The Problem: We only have about 100 of these "labeled packages." It's a tiny sample size, like trying to guess the average height of all humans by measuring only 100 people.

The New Idea: Counting the Unlabeled Packages

This paper proposes a brilliant new trick. Instead of waiting for the "labeled packages," let's use the thousands of "unlabeled packages" (unlocalized FRBs) we already have. We don't know exactly where they are, but we do know how "spread out" their signals are.

The Analogy: The Foggy Road Trip
Imagine you are driving down a highway in heavy fog. You can't see the exit signs (redshifts), so you don't know exactly how far you've gone. However, you know that the thicker the fog is, the longer the road must be.

  • The Signal: The radio burst is your car's horn.
  • The Fog: The free electrons in space.
  • The Spread: As the horn sound travels through fog, it gets "smudged" or delayed. Low-pitched sounds arrive later than high-pitched ones. This "smearing" is the Dispersion Measure (DM).

The paper argues that even if we don't know where the car is, if we look at the distribution of how "smudged" all the horns are, we can figure out how much fog is on the road overall. Since the amount of fog (electrons) is tied to the expansion of the universe, we can use the smearing pattern to calculate the expansion speed (H0H_0).

What They Did

The authors took a massive list of 2,124 unlocalized FRBs from the CHIME telescope (a giant radio telescope in Canada). They didn't try to find the specific galaxy for each one. Instead, they treated the whole group like a single statistical cloud.

They built a complex computer model that simulates:

  1. How the universe expands.
  2. How much "fog" (electrons) exists in space.
  3. How the telescope picks up signals (some signals are too weak to hear).

Then, they compared their simulation to the real data to see which expansion speed (H0H_0) fit best.

The Results

  • The Measurement: They found an expansion speed of 73.8.
  • The Catch: The uncertainty is still quite high (about 18%). It's like saying, "The speed is somewhere between 61 and 88." This is too wide to solve the mystery yet because it overlaps with both the "67" and "73.5" answers.
  • The Breakthrough: However, they found that the main reason for this uncertainty is a "degeneracy" (a confusion) between the expansion speed and the energy of the FRBs. It's like not knowing if the horn is loud because the car is far away, or because the horn is just naturally loud.

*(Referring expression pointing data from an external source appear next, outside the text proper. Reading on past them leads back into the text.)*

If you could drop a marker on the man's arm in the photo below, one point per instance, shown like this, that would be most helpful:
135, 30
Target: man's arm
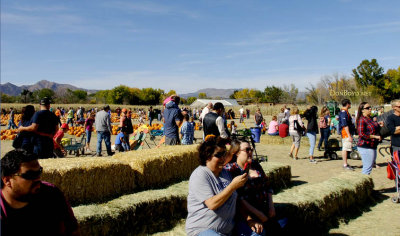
221, 128
32, 128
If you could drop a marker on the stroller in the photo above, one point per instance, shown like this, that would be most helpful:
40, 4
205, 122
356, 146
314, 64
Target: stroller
333, 147
393, 170
246, 135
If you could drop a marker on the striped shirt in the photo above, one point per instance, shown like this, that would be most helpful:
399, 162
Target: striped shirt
187, 132
366, 127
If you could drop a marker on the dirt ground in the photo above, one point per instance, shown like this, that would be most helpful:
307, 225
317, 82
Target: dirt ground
381, 218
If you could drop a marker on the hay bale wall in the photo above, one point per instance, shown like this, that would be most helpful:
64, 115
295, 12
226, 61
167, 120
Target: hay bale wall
139, 213
161, 166
315, 207
279, 176
87, 179
147, 211
276, 140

The Good News: If they can figure out the "loudness" (energy) of the FRBs independently (perhaps by combining this data with the few "labeled" FRBs we do have), the uncertainty drops to 9%.

Why This Matters

This paper is a proof of concept. It's the first time anyone has tried to measure the Hubble Constant using only the unlocalized FRBs.

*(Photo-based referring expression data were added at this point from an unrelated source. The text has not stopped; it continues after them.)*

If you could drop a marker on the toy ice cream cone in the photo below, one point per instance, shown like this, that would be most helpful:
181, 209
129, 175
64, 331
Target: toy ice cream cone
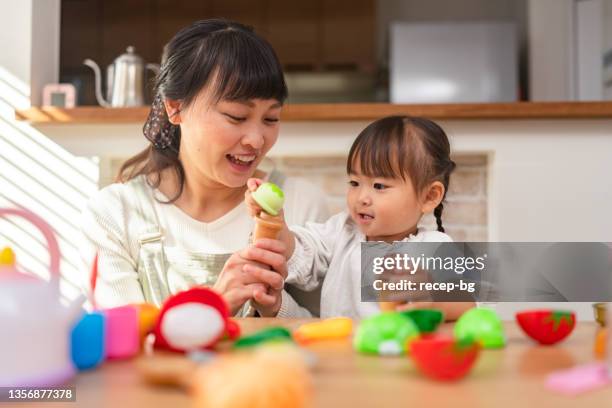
269, 223
267, 226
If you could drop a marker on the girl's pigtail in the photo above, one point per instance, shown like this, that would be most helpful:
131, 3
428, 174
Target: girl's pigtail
438, 215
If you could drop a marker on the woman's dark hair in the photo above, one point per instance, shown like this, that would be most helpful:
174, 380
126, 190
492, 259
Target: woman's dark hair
404, 146
225, 55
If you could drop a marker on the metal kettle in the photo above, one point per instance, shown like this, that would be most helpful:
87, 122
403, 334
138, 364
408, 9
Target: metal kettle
125, 85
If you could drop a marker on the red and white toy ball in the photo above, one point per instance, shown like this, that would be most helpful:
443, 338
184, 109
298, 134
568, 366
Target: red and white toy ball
194, 319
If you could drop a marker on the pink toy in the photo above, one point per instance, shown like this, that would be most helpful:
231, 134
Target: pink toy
122, 332
579, 379
30, 309
193, 319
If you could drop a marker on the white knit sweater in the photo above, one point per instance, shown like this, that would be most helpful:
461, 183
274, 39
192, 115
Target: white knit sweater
112, 221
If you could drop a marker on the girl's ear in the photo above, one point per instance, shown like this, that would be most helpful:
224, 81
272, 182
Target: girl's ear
432, 197
173, 109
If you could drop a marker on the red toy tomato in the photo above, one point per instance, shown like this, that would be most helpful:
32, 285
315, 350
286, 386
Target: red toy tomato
444, 358
547, 326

  • Current Status: It's a rough sketch, but it works.
  • Future Potential: As we detect more FRBs (thousands more), and as we get better at calibrating their energy, this method could become one of the most precise tools we have.

The Bottom Line:
Think of the Hubble Tension as a locked door. We have a key (localized FRBs), but it's a small key and we only have a few of them. This paper shows that we can also use a master key made of thousands of tiny pins (unlocalized FRBs). Right now, the master key is a bit wobbly, but with more data and better calibration, it might just be the key that finally unlocks the mystery of the universe's expansion.